# Zenoah model number 1850



## Smalblok355 (Oct 22, 2004)

I am having trouble getting the head off.i have tried wd40,engine assembly lube,motor oil,etc..............it is seized but i onlt need the block,crank,rod,and head.i am planning on modifying this for my 42" weedwhacker powered gas boat i have...............any idea's i coulds try to get this apart?
the head is unbolted.................let me know please and help me out here please.......i also need to know if this could be a G230 or a G260 block...............all i can find on it is 1850 on the block :freak:


----------



## bugman (Aug 12, 2004)

try putting a flat head screw driver on the seam and tapping it softly all around then hitting it hard a couple times. the alluminum couldv'e corroded shut.


----------



## Smalblok355 (Oct 22, 2004)

any other maybe safer idea's?lol


----------



## hankster (Jan 1, 1998)

Try applying some heat to the head. Hopefully to will expand from the heat more then the cylinder and bust it loose.


----------



## bbnissan (Nov 7, 2004)

I'm not familiar with the type of engine you are working with, but I assume it has a cylinder "jug" (head) on it like most other 2 cycles. I'll also assume that the jug is held on with 4 bolts.

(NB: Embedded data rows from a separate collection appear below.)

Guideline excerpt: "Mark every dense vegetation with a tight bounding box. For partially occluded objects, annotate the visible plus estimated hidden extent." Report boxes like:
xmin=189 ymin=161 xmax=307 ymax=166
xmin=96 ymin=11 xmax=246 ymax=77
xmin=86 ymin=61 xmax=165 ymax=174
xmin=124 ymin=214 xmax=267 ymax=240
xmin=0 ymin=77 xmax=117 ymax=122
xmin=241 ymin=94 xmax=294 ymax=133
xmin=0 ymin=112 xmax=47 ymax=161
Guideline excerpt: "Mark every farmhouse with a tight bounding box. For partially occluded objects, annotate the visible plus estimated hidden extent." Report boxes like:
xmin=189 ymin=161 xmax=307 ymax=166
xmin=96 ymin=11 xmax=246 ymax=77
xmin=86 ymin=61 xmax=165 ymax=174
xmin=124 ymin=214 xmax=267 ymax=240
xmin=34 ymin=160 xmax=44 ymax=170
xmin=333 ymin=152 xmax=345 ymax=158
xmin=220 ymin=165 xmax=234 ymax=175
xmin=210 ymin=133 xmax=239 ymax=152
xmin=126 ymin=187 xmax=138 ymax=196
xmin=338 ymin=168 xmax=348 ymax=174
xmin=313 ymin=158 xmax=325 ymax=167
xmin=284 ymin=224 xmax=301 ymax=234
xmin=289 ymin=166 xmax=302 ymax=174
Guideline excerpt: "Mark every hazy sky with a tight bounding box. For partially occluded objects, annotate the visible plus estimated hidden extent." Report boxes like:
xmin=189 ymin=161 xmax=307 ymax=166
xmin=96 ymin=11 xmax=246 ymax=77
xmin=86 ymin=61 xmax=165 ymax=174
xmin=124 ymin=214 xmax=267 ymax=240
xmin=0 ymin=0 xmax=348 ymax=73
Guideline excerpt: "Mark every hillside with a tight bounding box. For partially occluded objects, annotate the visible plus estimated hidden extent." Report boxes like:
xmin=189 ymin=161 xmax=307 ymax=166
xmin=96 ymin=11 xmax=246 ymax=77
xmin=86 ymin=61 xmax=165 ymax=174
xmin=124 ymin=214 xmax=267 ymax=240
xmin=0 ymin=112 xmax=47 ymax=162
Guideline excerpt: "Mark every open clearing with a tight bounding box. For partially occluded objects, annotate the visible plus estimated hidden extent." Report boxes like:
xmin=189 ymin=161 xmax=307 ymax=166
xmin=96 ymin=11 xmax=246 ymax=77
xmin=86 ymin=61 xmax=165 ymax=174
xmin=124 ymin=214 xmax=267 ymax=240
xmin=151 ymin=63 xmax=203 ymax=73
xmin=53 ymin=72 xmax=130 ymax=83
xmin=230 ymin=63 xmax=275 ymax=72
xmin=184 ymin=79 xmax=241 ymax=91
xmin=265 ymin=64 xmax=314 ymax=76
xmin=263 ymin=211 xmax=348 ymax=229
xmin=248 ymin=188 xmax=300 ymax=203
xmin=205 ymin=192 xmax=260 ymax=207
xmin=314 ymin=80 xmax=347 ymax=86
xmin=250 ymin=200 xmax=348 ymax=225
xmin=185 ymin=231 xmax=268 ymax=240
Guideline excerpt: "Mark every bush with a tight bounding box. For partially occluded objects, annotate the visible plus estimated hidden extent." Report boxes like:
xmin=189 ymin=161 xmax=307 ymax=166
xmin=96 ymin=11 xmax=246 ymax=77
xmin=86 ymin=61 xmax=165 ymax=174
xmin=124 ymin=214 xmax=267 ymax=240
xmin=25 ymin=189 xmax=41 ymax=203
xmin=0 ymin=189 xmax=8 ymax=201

If this is the case, try putting a cap full of Marvel Mystery Oil down in the cylinder and let it sit for several hours. After it sits for a while, take an air hose and blow compressed air down in the spark plug hole. This will put a steady even force over the piston and will pop it right out. Just make sure you have a pile of rags to catch the piston in.

I've used the Marvel Mystery Oil trick to free up several 2 cycle engines that were considered to be trashed because they were locked up. In most of these cases I was able to free the engine and make it run without any further work.


----------



## Smalblok355 (Oct 22, 2004)

thanks to those who tried to help me.but i ended up buying a 25cc Homelite 2cycle engine my gas r/c boat............but i do still have this zenoah 1850 and would like some information on it if anyone has any at all....came out of a redmax weedtrimmer.professional series..but the red plastic housing was missing when i got it for free from the landscaping equipment shop i deal with.

[email protected]


----------



## scrench (Dec 8, 2004)

probally the best trick i know in this case is going to be really messy but what you do is , ,, find a fitting that will screw in the spark plug hole and put a grease zert in the end of it then put the grease gun on it and start pumping i have done this on alot of engines i had to do this one time on an oliver tractor 6 cylender to get all the pistons out its not pretty but it does work


----------



## hankster (Jan 1, 1998)

Google *Zenoah 1850* will get you a lot of info on that engine.


----------